Se esistono i Paesi definiti “primo mondo” è solo grazie allo sfruttamento delle materie prime dei Paesi cosiddetti “terzo mondo”.
L’Africa è il più ricco tra tutti i continenti ma la sua storia – così come la sua identità – viene censurata per indebolire i sentimenti di appartenenza territoriale, culturale, politica, economica e sociale. “Molte volte noi africani non valorizziamo tutto quello che abbiamo ed è un problema che ci portiamo avanti ormai da secoli. Per questo dobbiamo decolonizzare le nostre menti e renderci conto che alle spalle abbiamo un continente valoroso che merita di essere valorizzato ancora di più. Noi siamo il sogno più grande dei nostri antenati – afferma Gnima Seck e aggiunge – Noi abbiamo la possibilità di riscattare tutto ciò che è stato fatto ai danni del nostro continente.

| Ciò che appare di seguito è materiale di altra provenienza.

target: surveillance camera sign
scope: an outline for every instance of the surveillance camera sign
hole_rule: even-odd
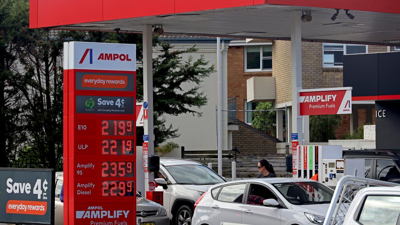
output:
[[[53,170],[0,168],[0,222],[52,224]]]

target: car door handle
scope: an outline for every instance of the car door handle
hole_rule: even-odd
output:
[[[248,214],[251,214],[253,213],[253,211],[252,211],[251,210],[245,210],[244,212]]]

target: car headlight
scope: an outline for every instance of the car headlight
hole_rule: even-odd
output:
[[[165,208],[164,207],[160,207],[160,209],[158,209],[158,215],[165,216],[166,215],[167,211],[165,210]]]
[[[308,220],[313,223],[315,223],[316,224],[324,224],[324,221],[325,221],[325,217],[324,217],[310,214],[306,213],[304,213],[304,215],[306,215],[306,216],[307,217]],[[336,224],[336,223],[337,222],[335,222],[334,224]],[[331,220],[329,224],[332,224],[332,220]]]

In questo momento lo possiamo fare. Se non viene fatto, è una scelta e ogni africano che non ha uno sguardo verso l’Africa è complice di tutto ciò che sta succedendo. Noi in primis dobbiamo combattere per la nostra stabilità e per quella dei nostri figli. E far in mondo che i nostri genitori non continuino a morire lontano da casa, trasformando l’Africa in un cimitero per la diaspora”.
Continua parlando del diritto di ritornare a casa: “La diaspora non ha mai modo di rientrare in modo dignitoso e valoroso nei propri Paesi. Possiamo però interrompere tutte queste cose se siamo uniti, rendendoci conto che siamo persone che contano e diamo un apporto importante alla società in cui viviamo. Solo se investiamo nel nostro Paese di origine potremo, un domani, dire di aver fatto il nostro meglio per risollevare l’Africa”.
Se il nazionalismo europeo difende la propria identità per paura di perderla, quello africano vuole conquistarla.
“Un’identità che non c’è mai stata – sottolinea Gnima Seck e continua – il nazionalismo africano è una novità e l’Unione Africana non c’è ancora, ma arriverà. Sono convinta che questi nuovi giovani leader riusciranno a fare qualcosa di importante”.
La differenza tra i Paesi occidentali e quelli africani è la cooperazione. L’Occidente ha creato organi istituzionali internazionali per cooperare. Anche Gheddafi, politico e rivoluzionario libico, lo aveva capito “ma a causa del regime, la sua idea non era considerata positiva” sottolinea la presidente di DIASPORAFRIKA APS .
“Il bisogno di creare un’Unione Africana c’è. Abbiamo il bisogno di scambiarci materie prime, informazioni, sapienza, conoscenze. In questo modo anche chi vuole emigrare, lo potrebbe fare in un altro Paese africano e non necessariamente fuori dal continente. Il sogno europeo è stato inculcato nelle nostre menti ed è rimasto dentro come tante altre cose che dobbiamo debellare. Il problema è che anche i nostri media diffondo degli standard europei che non ci rappresentano. Questo porta degli scompensi gravissimi alla popolazione. Sono rimasugli del pensiero coloniale e neocoloniale che portiamo con noi dalla schiavitù fino ad oggi” spiega Gnima Seck.
E conclude: “Sono dell’idea che la nostra generazione sia quella giusta per andare a interrompere questi legami tossici che negli anni abbiamo sviluppato”.